Echo Bay narrows losses

Echo Bay Mines‘ (ECO-T) has followed up a US$400,000 second-quarter loss with one half that amount for the recent third quarter.

The recent US$200,000 loss, which translates into 3 per share, compares with net earnings of $9 million (or 4 per share) in the comparable period of 2000. Revenue between the two periods fell to US$58.5 million from US$76.4 million. The drop in revenue is attributed to lower realized gold prices (US$298 per oz. in 2001 versus US$313 per oz. in 2000) and lower average silver prices (US$4.43 per oz. versus US$5.13 per oz.).

Net earnings for the first nine months of the year were $3.2 million compared with net earnings of $16.5 million in the same period in 2000. Similarly, revenues slipped to US$186.7 million from US$212.5 million.
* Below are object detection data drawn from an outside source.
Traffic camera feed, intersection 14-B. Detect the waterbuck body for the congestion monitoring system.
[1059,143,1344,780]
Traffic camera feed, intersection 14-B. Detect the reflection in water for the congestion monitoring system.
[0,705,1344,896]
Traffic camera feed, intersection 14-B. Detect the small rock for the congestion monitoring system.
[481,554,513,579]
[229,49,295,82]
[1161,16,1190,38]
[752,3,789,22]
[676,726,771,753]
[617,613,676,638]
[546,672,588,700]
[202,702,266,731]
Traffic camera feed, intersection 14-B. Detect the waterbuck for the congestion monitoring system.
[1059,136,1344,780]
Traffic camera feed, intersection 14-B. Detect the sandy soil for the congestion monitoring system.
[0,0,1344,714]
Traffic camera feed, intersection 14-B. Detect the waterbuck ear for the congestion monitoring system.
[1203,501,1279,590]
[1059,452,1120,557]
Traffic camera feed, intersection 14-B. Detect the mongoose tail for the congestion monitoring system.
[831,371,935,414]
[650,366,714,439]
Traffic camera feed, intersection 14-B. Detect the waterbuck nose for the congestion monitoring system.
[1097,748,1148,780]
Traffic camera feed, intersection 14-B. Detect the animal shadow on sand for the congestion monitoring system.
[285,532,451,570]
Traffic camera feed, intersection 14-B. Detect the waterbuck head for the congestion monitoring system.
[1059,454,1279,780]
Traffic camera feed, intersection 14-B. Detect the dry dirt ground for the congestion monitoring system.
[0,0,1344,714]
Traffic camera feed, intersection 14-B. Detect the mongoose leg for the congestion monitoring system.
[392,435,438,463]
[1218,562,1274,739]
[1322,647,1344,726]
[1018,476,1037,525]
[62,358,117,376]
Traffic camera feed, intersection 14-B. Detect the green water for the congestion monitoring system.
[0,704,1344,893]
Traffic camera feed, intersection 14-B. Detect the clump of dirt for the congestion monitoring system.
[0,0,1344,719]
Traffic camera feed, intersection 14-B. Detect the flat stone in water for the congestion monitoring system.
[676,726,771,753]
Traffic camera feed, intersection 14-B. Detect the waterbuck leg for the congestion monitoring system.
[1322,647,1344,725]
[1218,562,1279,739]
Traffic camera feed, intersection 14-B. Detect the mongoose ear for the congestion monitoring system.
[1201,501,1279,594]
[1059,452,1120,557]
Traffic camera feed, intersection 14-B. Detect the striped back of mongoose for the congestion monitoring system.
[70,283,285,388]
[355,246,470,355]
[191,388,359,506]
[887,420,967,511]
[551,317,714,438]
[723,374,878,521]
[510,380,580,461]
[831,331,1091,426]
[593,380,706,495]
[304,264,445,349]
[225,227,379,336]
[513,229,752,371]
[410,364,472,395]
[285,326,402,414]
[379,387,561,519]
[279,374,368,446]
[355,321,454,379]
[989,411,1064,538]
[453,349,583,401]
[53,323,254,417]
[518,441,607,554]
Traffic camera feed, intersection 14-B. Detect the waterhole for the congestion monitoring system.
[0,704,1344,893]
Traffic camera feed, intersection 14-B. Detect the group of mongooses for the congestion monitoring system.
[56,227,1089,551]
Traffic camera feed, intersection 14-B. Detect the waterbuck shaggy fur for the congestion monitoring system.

Total gold production for the quarter topped 171,533 oz., down from the year-ago 184,449 oz. produced. Lower production at the aging McCoy-Cove mine in Nevada was partially offset by increased gold production at the Round Mountain mine in the same state. Year-to-date gold production tallies to 521,287 oz., slightly better than the year-ago 513,094 oz.

The bulk of the quarter’s gold production came from the 50% owned and operated Round Mountain mine, from which Echo Bay’s share of production was 102,883 oz. The mine chipped in 79,987 oz. during the same period of 2000. The improved performance is thanks to an increase in mill tonnage, reduction of in-process inventory and the dual processing (leaching followed by through the mill) of high-grade oxide material. Cash operating costs fell US$10 per oz. to US$191 per oz.

Silver production at McCoy also slipped to 1.7 million oz. from 2.7 million oz. the previous year. The mine’s cash costs climbed to US$217 per oz, from US$197. So far this year, the mine has produced 5 million oz., almost exactly half that of a year earlier. McCoy’s quarterly gold production totalled 23,450 oz., down from 39,362 oz. a year earlier. Cash costs grew to US$239 per oz. from US$189 per oz. The drop off in production is owing to the processing of low-grade stockpiles as open pit mining was completed in 2000.

The Lupin mine, in the Northwest Territories, produced 33,000 oz. of gold at US$241 per oz. during the quarter, well off the 40,696 oz. at US$199 per oz. the previous year. Cash costs rose as grades fell. Meanwhile, the Kettle River mine in Washington state chipped in 12,200 oz. gold, half that of a year ago. Cash operating grew to US$278 per oz. from US$206 per oz.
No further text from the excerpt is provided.